Earwax is naturally pushed out of the ear, and patients shouldn’t ever stick things in their ears to clear it out, warns the American Academy of Otolaryngology (AAO).
The motion of the jaw moving up and down as we chew pushes out old earwax.
It’s then washed away when showering, or flakes off and blown away by wind.
But, patients seem to think that earwax is bad, and should be cleared out, said the AAO.
“Ear health starts with [patients], and there are many things they should do as well as many things that they should stop doing immediately to prevent damage to their ears,” said AAO guideline chair, Dr Seth Schwartz.
“There is an inclination for people to want to clean their ears because they believe earwax is an indication of uncleanliness. This misinformation leads to unsafe ear health habits.
“Patients often think that they are preventing earwax from building up by cleaning out their ears with cotton swabs, paper clips, ear candles, or any number of unimaginable things that people put in their ears.
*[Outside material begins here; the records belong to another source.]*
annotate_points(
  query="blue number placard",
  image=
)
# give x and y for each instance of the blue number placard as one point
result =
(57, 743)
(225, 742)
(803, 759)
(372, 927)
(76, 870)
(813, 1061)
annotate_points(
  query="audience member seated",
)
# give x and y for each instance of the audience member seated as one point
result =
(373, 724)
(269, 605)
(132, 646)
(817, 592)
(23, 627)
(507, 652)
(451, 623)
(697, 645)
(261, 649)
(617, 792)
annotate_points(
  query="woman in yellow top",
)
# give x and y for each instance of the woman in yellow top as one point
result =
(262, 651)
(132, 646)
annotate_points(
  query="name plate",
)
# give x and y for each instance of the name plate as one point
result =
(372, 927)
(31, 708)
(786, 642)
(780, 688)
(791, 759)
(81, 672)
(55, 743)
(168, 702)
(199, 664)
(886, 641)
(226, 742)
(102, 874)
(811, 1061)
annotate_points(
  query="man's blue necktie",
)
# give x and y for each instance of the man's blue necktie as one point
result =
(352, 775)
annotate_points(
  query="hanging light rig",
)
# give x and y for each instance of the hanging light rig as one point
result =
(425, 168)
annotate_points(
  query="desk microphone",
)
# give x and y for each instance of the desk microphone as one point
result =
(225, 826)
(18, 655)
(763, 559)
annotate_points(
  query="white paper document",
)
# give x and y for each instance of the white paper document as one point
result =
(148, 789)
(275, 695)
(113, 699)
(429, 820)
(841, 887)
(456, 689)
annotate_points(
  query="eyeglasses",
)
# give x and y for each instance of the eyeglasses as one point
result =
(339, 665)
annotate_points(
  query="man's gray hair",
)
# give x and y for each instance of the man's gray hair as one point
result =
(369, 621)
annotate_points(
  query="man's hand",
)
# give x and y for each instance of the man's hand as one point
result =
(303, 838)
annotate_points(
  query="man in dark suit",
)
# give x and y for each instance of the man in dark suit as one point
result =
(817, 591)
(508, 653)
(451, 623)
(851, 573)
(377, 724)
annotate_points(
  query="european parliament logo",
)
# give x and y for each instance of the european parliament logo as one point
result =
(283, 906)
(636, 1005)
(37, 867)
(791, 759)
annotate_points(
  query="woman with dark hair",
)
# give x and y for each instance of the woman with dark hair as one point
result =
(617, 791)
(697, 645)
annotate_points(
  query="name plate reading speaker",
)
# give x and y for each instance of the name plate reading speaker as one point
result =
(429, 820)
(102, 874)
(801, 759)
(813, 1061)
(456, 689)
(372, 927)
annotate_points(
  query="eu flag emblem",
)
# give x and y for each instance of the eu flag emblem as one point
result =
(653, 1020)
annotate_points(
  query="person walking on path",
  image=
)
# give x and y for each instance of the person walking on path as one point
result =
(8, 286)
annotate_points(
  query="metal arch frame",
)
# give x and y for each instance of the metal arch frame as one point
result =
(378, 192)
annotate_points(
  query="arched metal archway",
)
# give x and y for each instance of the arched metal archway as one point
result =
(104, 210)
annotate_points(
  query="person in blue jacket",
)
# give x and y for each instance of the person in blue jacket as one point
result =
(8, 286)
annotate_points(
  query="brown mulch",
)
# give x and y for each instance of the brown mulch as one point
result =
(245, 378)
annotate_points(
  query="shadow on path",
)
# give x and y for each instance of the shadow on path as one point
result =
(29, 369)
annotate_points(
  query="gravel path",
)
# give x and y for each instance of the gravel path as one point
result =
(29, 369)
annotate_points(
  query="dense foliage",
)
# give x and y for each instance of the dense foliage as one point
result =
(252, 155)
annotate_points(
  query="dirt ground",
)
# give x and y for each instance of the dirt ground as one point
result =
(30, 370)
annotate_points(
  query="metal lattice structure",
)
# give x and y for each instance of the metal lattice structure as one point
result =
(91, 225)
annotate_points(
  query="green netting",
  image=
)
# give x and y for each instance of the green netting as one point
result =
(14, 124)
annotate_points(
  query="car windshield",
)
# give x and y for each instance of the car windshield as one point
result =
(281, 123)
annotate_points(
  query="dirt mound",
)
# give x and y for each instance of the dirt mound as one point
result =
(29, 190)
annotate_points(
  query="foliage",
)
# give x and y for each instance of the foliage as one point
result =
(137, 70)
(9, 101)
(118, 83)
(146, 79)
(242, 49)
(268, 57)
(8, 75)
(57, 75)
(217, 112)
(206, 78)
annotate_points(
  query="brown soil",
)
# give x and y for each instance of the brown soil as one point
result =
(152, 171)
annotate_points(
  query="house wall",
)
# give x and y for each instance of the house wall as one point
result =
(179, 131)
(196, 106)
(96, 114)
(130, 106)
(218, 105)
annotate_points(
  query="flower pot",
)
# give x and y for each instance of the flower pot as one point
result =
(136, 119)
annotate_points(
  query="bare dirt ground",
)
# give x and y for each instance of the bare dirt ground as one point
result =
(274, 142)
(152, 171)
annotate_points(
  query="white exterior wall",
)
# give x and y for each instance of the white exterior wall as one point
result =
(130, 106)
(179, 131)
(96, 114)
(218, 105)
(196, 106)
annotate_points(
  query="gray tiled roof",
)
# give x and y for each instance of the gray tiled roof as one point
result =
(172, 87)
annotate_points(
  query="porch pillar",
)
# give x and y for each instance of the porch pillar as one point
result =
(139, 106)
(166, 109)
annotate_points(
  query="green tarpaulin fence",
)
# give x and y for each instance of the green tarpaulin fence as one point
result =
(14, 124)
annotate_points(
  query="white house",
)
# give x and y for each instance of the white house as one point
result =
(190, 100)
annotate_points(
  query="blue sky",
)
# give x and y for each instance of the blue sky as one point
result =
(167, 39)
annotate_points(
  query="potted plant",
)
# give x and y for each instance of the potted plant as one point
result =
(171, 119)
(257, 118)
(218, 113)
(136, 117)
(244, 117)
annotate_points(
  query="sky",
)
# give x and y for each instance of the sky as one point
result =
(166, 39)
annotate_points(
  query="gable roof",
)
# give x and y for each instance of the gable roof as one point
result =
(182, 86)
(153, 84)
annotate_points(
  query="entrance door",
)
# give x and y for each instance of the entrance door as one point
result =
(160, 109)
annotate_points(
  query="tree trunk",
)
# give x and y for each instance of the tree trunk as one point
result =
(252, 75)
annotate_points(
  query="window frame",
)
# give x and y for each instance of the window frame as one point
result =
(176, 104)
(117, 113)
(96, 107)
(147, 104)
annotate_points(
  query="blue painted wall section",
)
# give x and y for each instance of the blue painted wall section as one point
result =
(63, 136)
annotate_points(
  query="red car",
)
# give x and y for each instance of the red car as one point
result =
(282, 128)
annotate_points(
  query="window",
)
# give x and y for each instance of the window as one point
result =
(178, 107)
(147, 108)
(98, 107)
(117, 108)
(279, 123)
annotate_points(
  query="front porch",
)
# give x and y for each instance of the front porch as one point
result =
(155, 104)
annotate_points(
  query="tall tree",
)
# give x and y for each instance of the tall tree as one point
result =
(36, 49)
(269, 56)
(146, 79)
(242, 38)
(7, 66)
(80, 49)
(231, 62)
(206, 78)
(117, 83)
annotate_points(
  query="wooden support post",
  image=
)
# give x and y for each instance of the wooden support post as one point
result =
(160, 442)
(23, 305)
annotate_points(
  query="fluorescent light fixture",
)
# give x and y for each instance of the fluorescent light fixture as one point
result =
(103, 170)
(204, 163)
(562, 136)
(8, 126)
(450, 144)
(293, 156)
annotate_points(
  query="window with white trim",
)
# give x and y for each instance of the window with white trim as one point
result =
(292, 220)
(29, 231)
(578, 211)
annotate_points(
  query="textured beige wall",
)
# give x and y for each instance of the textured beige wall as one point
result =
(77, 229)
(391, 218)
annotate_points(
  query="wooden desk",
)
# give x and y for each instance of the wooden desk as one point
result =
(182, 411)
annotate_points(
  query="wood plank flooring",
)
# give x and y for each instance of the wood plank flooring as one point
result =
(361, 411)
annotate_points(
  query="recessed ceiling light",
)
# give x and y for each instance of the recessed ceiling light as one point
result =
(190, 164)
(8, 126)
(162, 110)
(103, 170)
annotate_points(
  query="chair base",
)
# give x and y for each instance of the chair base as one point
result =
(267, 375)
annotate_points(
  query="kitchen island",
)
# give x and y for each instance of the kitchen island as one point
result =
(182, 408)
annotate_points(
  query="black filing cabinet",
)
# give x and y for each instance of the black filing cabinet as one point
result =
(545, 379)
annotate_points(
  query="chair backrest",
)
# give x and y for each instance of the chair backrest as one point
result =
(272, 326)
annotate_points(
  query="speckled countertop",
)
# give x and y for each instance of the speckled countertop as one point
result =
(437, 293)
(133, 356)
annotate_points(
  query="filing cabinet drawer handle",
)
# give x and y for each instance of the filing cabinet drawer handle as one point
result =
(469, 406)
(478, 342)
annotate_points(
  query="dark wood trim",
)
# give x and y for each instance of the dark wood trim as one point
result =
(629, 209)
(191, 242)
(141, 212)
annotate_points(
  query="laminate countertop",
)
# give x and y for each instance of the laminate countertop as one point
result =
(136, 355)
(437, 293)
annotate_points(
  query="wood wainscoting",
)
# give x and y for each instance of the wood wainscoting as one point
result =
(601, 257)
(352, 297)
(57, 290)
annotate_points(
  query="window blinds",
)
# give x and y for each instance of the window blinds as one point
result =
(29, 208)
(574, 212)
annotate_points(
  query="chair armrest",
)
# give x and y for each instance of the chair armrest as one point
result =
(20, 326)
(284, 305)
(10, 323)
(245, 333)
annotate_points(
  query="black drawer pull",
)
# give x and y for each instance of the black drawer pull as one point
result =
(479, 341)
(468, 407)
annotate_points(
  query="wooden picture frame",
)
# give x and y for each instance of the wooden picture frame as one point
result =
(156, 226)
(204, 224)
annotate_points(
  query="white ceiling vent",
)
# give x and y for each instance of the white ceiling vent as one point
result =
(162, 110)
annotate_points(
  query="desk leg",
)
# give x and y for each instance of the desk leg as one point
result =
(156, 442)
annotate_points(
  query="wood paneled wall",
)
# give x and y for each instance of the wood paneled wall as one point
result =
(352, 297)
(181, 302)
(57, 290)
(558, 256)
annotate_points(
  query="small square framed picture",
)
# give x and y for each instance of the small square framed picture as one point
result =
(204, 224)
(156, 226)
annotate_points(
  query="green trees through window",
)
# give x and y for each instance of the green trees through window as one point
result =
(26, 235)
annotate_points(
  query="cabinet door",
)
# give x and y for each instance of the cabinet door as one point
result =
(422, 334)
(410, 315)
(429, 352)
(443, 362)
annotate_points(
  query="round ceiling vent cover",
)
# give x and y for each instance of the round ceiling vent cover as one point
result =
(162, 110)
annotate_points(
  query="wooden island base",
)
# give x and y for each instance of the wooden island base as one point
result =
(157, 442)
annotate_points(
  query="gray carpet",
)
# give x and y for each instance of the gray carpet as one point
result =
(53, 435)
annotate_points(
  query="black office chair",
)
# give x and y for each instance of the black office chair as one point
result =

“The problem is that this effort to eliminate earwax is only creating further issues because the earwax is just getting pushed down and impacted further into the ear canal.”
Pushing earwax further down the ear canal can cause ear pain, itching, ringing in the ear, hearing loss and a feeling of fullness deep in the ear.
It can also lead to discharge pouring from the ear, a cough, and an unpleasant odour originating from the ear.
Never put anything smaller than an elbow in your ear, AAO said.
It could cause a cut in the ear canal, or a hole in the ear drum.
If you’re concerned about a build-up of earwax, you should see a GP, the organisation recommended.
Alternatively, the NHS said eardrops can be bought from a pharmacy to soften earwax, so it falls out naturally.
Earwax build-ups could be caused by having narrow, or hairy ear canals, the NHS said.
Elderly patients were more at risk, as earwax becomes drier with age.